Montag, 24. März 2014

Besuch in Berlin – erster Tag

Nach neunmonatiger Abwesenheit habe ich mal wieder meine alte Heimatstadt Berlin besucht. Der Schalterbeamte, der mir die Zugfahrkarte verkauft, ist mein alter Kneipenkumpel Duffy (eigentlich heißt er Elmar und wohnt noch in seinem Kinderzimmer), was mir wieder einmal beweist, wie klein die Welt Rheinhessens doch ist. Auf dem Frankfurter Hauptbahnhof, wo ich in den ICE umsteige, habe ich plötzlich das Gefühl, auf eine lange und aufregende Weltreise zu gehen. Das Gefühl verschwindet schlagartig, als sich zwei Unternehmensberater in anthrazitfarbenen Anzügen zu mir ins Abteil setzen.

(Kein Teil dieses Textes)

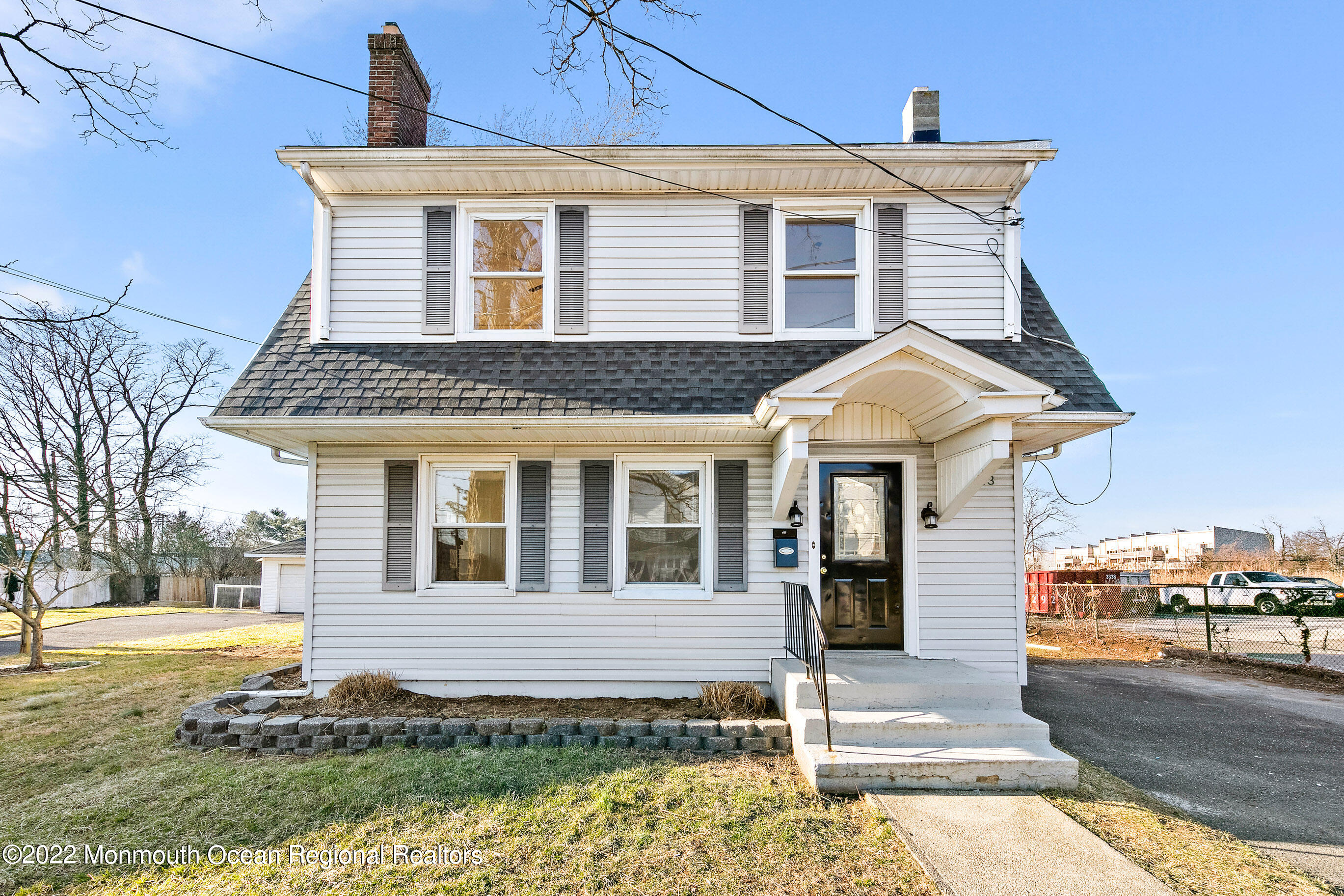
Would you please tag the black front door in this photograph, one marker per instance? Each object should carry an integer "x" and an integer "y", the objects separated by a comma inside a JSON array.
[{"x": 860, "y": 555}]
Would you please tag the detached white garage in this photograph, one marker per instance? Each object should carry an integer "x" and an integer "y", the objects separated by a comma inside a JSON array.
[{"x": 283, "y": 575}]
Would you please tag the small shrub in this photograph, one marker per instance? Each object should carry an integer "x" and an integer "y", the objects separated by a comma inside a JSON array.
[
  {"x": 362, "y": 688},
  {"x": 729, "y": 699}
]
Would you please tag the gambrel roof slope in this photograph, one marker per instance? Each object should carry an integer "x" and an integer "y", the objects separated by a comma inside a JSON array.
[{"x": 292, "y": 378}]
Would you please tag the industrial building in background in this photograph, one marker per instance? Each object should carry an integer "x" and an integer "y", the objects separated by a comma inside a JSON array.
[{"x": 1179, "y": 547}]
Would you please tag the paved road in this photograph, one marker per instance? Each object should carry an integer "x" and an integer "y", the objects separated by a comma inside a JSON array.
[
  {"x": 1256, "y": 760},
  {"x": 117, "y": 629}
]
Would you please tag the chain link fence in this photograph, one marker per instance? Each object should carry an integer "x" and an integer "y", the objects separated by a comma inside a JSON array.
[{"x": 1277, "y": 625}]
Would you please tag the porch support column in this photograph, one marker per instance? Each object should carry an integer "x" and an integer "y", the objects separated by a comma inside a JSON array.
[
  {"x": 967, "y": 460},
  {"x": 791, "y": 460}
]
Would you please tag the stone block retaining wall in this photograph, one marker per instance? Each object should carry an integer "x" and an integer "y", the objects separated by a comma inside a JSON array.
[{"x": 219, "y": 723}]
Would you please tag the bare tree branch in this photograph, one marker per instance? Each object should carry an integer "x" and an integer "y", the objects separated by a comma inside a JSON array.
[
  {"x": 115, "y": 99},
  {"x": 576, "y": 25}
]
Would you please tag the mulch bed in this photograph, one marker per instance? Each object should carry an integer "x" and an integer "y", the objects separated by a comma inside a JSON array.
[{"x": 511, "y": 707}]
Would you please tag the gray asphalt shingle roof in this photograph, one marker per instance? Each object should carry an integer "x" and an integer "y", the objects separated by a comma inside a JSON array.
[
  {"x": 292, "y": 378},
  {"x": 297, "y": 547}
]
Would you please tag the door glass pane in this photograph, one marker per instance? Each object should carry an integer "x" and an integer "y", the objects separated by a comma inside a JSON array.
[
  {"x": 820, "y": 245},
  {"x": 819, "y": 302},
  {"x": 664, "y": 496},
  {"x": 507, "y": 302},
  {"x": 663, "y": 555},
  {"x": 468, "y": 496},
  {"x": 860, "y": 517},
  {"x": 507, "y": 245},
  {"x": 469, "y": 554}
]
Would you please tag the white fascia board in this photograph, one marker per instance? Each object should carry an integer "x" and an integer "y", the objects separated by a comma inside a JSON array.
[
  {"x": 290, "y": 432},
  {"x": 921, "y": 339},
  {"x": 988, "y": 405}
]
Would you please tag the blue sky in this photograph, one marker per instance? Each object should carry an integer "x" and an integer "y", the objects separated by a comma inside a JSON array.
[{"x": 1187, "y": 234}]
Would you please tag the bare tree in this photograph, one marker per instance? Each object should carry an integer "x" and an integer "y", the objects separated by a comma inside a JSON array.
[
  {"x": 582, "y": 30},
  {"x": 1321, "y": 544},
  {"x": 113, "y": 100},
  {"x": 1045, "y": 519},
  {"x": 155, "y": 395}
]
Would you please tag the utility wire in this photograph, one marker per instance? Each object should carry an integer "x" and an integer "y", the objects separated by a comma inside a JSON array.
[
  {"x": 982, "y": 217},
  {"x": 526, "y": 143},
  {"x": 43, "y": 281},
  {"x": 1110, "y": 475}
]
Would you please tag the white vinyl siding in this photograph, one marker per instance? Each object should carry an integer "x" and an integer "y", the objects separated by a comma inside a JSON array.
[
  {"x": 566, "y": 641},
  {"x": 659, "y": 269}
]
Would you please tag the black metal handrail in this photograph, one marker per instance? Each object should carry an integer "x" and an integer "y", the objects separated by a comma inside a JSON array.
[{"x": 807, "y": 641}]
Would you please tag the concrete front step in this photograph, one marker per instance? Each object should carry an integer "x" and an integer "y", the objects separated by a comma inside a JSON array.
[
  {"x": 851, "y": 769},
  {"x": 882, "y": 681},
  {"x": 945, "y": 727}
]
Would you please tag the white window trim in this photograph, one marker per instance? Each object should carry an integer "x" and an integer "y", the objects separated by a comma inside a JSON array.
[
  {"x": 624, "y": 590},
  {"x": 427, "y": 588},
  {"x": 505, "y": 210},
  {"x": 858, "y": 209}
]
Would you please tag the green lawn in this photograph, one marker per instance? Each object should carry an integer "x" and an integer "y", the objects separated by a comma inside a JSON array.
[{"x": 88, "y": 758}]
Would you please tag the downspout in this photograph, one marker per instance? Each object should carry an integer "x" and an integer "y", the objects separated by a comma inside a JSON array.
[
  {"x": 274, "y": 456},
  {"x": 321, "y": 302},
  {"x": 1055, "y": 450}
]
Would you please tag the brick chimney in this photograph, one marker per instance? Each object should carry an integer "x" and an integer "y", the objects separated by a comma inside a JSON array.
[
  {"x": 394, "y": 76},
  {"x": 920, "y": 120}
]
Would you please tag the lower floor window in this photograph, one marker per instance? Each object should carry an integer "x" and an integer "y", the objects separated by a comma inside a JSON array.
[
  {"x": 663, "y": 526},
  {"x": 471, "y": 535}
]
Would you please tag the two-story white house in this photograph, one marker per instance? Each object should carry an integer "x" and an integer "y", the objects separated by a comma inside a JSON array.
[{"x": 557, "y": 407}]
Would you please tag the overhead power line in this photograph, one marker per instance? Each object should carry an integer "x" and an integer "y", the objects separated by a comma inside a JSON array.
[
  {"x": 520, "y": 140},
  {"x": 73, "y": 291},
  {"x": 607, "y": 23}
]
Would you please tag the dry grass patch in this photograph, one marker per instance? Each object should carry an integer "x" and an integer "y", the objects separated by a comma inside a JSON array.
[
  {"x": 69, "y": 616},
  {"x": 733, "y": 699},
  {"x": 1177, "y": 849},
  {"x": 287, "y": 637},
  {"x": 361, "y": 688}
]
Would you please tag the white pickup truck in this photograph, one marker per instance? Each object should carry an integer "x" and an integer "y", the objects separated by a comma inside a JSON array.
[{"x": 1269, "y": 593}]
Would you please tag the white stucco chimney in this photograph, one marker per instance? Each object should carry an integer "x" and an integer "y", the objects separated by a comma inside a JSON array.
[{"x": 920, "y": 120}]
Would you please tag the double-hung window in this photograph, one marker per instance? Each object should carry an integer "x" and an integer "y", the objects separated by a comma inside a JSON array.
[
  {"x": 472, "y": 526},
  {"x": 820, "y": 273},
  {"x": 507, "y": 273},
  {"x": 507, "y": 285},
  {"x": 663, "y": 548}
]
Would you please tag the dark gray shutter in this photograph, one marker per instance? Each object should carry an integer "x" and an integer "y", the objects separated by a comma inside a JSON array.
[
  {"x": 572, "y": 273},
  {"x": 596, "y": 507},
  {"x": 890, "y": 311},
  {"x": 438, "y": 271},
  {"x": 534, "y": 516},
  {"x": 730, "y": 535},
  {"x": 754, "y": 304},
  {"x": 400, "y": 526}
]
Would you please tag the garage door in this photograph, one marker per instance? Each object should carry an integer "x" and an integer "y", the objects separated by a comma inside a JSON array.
[{"x": 292, "y": 588}]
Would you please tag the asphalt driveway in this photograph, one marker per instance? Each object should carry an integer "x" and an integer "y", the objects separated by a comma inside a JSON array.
[
  {"x": 117, "y": 629},
  {"x": 1259, "y": 761}
]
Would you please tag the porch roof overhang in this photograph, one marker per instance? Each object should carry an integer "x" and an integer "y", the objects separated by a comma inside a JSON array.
[{"x": 964, "y": 404}]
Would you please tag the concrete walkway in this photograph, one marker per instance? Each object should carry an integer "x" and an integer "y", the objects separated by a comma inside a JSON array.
[
  {"x": 1256, "y": 760},
  {"x": 119, "y": 629},
  {"x": 1008, "y": 844}
]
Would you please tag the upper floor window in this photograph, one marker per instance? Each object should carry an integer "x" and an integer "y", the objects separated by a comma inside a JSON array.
[
  {"x": 507, "y": 274},
  {"x": 820, "y": 273}
]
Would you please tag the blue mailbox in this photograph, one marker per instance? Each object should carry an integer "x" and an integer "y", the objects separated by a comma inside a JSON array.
[{"x": 785, "y": 547}]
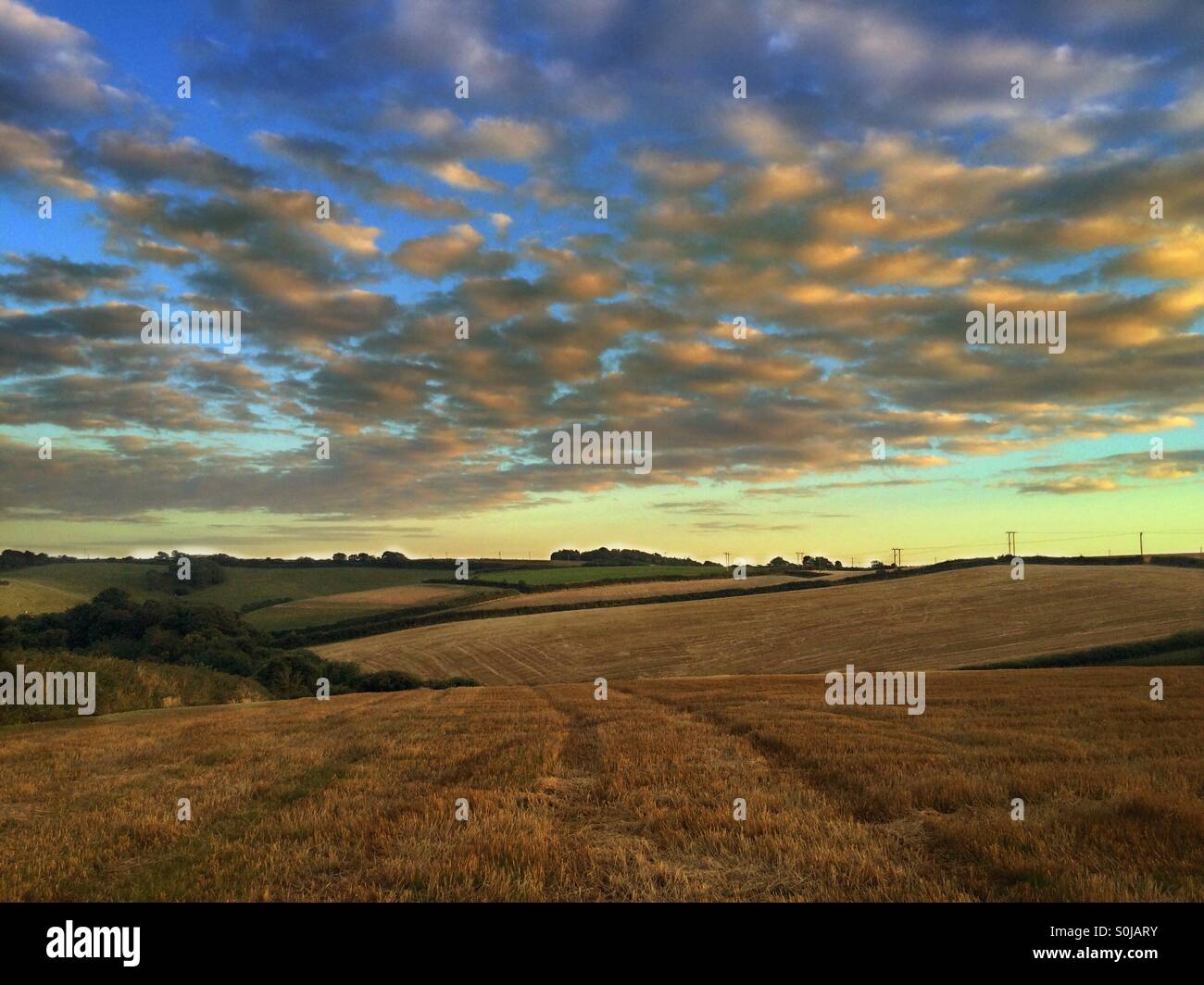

Während ich schweigend am Fenster sitze und hinaus schaue, unterhalten sich die beiden über ein Meeting, das sie gerade hatten. Trotz ihrer grauen Haare und der unübersehbaren Glatzenbildung sprechen die Männer im Jugendslang – oder was in ihrer Jugend einmal Slang gewesen sein mag: „krass“, „echt geil, ey“ und „voll die Härte“. Sie müssen als nächstes zur Compliance-Abteilung zu VW in Wolfsburg. Während sie sich unterhalten, starrt der eine auf den Monitor seines Notebooks und der andere auf das Display seines Smartphones. Mister Notebook fragt Mister Smartphone nach den zukünftigen Projekten. Dieser antwortet, er habe noch Arbeit für vier Wochen, dann mache er Urlaub, er habe noch fünfzehn Tage vom letzten Jahr übrig. Später erzählt er von einem Kollegen der jeden Morgen um 7:15 Uhr im Zug sitzt und zum Kundenunternehmen fährt. Erst um 20:30 Uhr sei er wieder zu Hause – und das mache er seit drei Jahren. Mister Notebook klimpert derweil mit der Geschwindigkeit eines Jazzpianisten auf seiner Tastatur und kommentiert die Erzählung mit einem gelegentlichen „Okay“. Als wir in Göttingen halten, schlägt Mister Smartphone grinsend vor, einfach nach Berlin weiterzufahren. „Bin sofort dabei“, sagt Mister Notebook.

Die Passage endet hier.